A New Wavelet Method for Solving a Class of Nonlinear Volterra-Fredholm Integral Equations

School of Engineering, Huazhong Agricultural University, Wuhan, Hubei 430070, China

Received 1 March 2014; Accepted 4 August 2014; Published 28 August 2014

Academic Editor: Changbum Chun

Copyright © 2014 Xiaomin Wang. This is an open access article distributed under the Creative Commons Attribution License, which permits unrestricted use, distribution, and reproduction in any medium, provided the original work is properly cited.


A new approach, Coiflet-type wavelet Galerkin method, is proposed for numerically solving the Volterra-Fredholm integral equations. Based on the Coiflet-type wavelet approximation scheme, arbitrary nonlinear term of the unknown function in an equation can be explicitly expressed.
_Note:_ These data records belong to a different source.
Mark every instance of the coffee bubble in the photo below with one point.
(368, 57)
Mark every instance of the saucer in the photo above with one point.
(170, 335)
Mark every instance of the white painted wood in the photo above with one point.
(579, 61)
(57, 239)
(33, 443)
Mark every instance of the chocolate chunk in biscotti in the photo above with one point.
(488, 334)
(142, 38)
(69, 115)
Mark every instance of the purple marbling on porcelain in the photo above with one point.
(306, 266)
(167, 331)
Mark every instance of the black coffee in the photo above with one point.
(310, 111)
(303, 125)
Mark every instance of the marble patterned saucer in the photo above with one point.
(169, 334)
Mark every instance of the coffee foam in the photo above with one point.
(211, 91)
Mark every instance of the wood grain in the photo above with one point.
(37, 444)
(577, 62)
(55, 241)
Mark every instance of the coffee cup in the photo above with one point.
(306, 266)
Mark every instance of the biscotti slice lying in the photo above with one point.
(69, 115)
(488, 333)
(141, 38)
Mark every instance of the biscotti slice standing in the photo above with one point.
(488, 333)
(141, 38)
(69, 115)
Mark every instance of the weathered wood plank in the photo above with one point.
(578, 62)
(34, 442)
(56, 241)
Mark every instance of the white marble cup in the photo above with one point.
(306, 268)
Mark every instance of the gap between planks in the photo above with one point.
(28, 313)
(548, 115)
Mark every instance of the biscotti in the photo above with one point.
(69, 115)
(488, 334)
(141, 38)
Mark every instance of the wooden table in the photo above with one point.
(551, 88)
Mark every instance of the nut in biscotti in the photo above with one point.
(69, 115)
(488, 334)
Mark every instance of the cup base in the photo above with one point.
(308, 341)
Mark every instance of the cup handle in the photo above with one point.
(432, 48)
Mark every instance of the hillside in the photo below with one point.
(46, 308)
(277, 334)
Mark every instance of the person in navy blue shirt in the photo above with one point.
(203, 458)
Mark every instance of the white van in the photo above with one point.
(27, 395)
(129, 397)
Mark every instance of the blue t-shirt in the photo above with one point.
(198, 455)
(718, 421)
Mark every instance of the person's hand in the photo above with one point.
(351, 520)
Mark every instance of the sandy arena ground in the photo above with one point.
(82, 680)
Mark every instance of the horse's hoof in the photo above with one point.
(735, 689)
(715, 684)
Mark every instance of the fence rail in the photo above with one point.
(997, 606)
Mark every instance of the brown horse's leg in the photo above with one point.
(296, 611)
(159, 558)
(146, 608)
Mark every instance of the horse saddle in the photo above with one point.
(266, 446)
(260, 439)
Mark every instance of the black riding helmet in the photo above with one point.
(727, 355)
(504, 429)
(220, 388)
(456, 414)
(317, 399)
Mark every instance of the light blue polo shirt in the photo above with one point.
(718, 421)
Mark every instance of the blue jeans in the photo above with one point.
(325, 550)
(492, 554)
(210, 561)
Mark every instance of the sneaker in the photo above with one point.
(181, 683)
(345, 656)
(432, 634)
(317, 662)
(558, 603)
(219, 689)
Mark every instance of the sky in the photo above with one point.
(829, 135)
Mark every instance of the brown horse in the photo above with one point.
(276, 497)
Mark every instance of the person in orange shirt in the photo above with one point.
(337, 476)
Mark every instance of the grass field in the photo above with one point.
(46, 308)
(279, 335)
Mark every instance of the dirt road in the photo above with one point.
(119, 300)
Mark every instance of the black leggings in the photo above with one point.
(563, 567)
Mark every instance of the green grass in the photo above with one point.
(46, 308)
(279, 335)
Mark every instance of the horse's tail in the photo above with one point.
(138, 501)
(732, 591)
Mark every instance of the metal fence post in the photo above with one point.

By incorporating such a modified wavelet approximation scheme into the conventional Galerkin method, the nonsingular property of the connection coefficients significantly reduces the computational complexity and achieves high precision in a very simple way. Thus, one can obtain a stable, highly accurate, and efficient numerical method without calculating the connection coefficients in traditional Galerkin method for solving the nonlinear algebraic equations. At last, numerical simulations are performed to show the efficiency of the method proposed.